Torno ora alla mia O, che ha atteso legata e fremente che terminassi questo breve excursus sul masochismo femminile nella psicanalisi, e ora si aspetta che io la colpisca con la frusta oppure che, senza mostrarmi debole, la ami. La schiavitù l’ha resa schiava, ma O non è passiva e tenta di manipolare il padrone in modo che esso la ami, utilizzando a suo favore la posizione di subalterna. Anche lei, verso la fine del romanzo, è costretta a frustare e si mostra capace di provare piacere dal dolore altrui, oltre che dal proprio. I personaggi maschili di Histoire d’O hanno la sola funzione di porre O al centro, come perno di un meccanismo doloroso che le gira intorno. «O non aveva mai compreso […] il groviglio contraddittorio e costante dei propri sentimenti: amava l’idea del supplizio, mentre lo subiva avrebbe tradito il mondo intero per sfuggirvi, quando finiva era felice di averlo subito, tanto più felice quanto più era stato lungo e crudele». Il dolore fisico e l’umiliazione sono al servizio di O, non è O al servizio dell’uomo.
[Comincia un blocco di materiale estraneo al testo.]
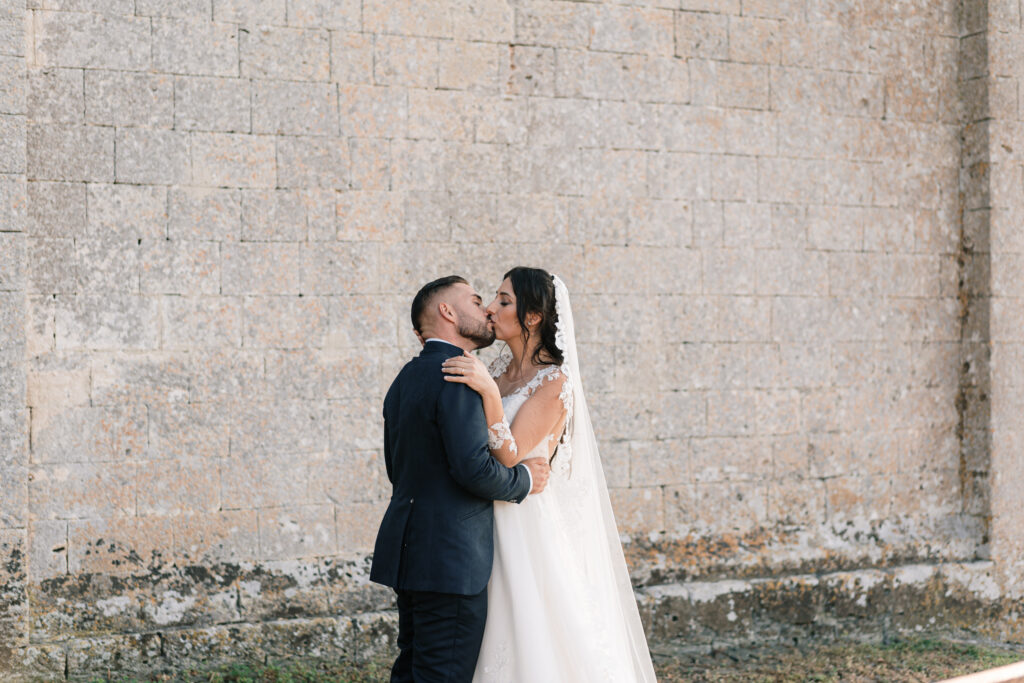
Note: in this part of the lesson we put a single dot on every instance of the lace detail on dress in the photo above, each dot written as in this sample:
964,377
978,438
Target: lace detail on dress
499,434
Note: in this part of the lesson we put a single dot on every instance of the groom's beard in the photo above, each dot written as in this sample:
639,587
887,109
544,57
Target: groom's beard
478,333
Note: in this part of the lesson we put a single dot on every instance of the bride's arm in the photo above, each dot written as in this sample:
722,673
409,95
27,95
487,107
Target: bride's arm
535,422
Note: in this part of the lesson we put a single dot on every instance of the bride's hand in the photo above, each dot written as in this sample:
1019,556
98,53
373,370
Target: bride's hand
470,371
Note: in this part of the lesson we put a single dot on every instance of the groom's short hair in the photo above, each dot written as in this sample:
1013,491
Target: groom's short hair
425,297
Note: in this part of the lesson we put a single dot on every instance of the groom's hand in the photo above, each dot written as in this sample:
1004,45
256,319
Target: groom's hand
540,470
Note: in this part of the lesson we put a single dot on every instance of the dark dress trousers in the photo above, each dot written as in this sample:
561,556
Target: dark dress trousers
435,544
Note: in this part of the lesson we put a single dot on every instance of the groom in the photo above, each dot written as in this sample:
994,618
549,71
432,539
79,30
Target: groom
435,545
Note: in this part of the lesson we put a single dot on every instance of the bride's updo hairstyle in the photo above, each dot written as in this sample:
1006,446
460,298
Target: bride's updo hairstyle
535,293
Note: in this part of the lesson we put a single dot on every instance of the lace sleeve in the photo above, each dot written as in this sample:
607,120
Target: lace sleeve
500,434
500,364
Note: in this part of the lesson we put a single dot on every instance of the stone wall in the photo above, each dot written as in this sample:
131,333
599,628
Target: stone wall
791,229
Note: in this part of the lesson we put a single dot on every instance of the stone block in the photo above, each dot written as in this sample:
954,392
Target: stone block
371,164
48,549
153,157
204,214
116,547
641,30
312,162
285,53
731,413
260,268
638,511
241,161
221,537
341,268
754,40
731,459
69,153
55,210
554,25
415,165
427,216
12,254
431,17
179,485
126,212
563,122
150,378
367,216
659,463
701,35
187,431
294,109
129,99
107,322
284,323
297,531
56,95
742,86
399,60
797,272
528,71
552,170
13,203
492,22
14,97
93,41
193,111
476,167
175,8
257,480
372,112
534,217
195,46
80,491
465,66
326,13
272,216
675,175
201,323
630,125
225,374
292,426
179,267
12,147
351,57
39,325
441,115
240,11
328,373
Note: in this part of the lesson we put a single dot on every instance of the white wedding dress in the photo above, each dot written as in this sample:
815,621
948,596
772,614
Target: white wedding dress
560,607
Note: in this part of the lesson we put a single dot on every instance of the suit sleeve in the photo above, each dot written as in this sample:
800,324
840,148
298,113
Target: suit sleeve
464,431
387,453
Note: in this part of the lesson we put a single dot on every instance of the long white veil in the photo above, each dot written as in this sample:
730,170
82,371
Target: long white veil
588,508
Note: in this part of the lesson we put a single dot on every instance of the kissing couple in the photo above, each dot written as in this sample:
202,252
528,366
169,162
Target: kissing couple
500,540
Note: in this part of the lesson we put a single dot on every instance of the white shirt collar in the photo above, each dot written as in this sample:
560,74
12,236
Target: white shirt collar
443,341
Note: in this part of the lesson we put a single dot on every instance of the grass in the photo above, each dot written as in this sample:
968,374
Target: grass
911,659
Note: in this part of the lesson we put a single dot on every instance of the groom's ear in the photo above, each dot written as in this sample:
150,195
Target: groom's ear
445,310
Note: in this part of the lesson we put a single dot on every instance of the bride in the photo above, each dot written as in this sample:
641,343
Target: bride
560,606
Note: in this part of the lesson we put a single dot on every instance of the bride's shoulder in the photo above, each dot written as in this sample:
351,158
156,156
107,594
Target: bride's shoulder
500,364
552,383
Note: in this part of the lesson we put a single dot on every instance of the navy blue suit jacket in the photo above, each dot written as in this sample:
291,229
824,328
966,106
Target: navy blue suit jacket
437,534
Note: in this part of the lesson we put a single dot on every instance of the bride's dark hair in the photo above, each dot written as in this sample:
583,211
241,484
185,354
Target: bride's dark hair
535,293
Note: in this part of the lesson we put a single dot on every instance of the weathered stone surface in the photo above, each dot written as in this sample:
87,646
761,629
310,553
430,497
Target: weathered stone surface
790,231
192,104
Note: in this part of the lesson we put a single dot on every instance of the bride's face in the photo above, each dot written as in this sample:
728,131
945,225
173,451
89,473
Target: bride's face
502,313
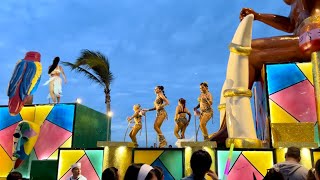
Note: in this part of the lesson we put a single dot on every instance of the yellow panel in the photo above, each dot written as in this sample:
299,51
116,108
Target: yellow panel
42,112
278,115
316,156
148,157
27,113
306,68
5,163
66,159
64,145
255,158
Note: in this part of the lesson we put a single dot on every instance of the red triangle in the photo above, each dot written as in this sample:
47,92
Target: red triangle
6,139
51,137
243,169
87,170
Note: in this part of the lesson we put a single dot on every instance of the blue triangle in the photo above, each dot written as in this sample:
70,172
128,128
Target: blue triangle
62,115
281,76
166,173
6,119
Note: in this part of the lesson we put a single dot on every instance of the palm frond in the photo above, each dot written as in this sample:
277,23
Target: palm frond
85,72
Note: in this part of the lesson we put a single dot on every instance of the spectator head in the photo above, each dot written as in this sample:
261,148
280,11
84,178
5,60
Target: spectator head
293,153
159,172
110,173
140,172
14,176
273,174
200,163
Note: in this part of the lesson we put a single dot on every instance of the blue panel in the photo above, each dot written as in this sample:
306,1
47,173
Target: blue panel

Il maschio è il braccio meccanico che agita la frusta nell’aria e le scalfisce la carne, il piacere è quello di O e sa provarlo solo soffrendo. Maria Marcus, con la consapevolezza di una donna che è masochista e femminista al contempo, ha affermato che O «è la protagonista e tutto è stato messo in scena per lei. Gli uomini sono solo delle comparse nel sogno, sono un mezzo necessario per dare a lei la possibilità di darsi».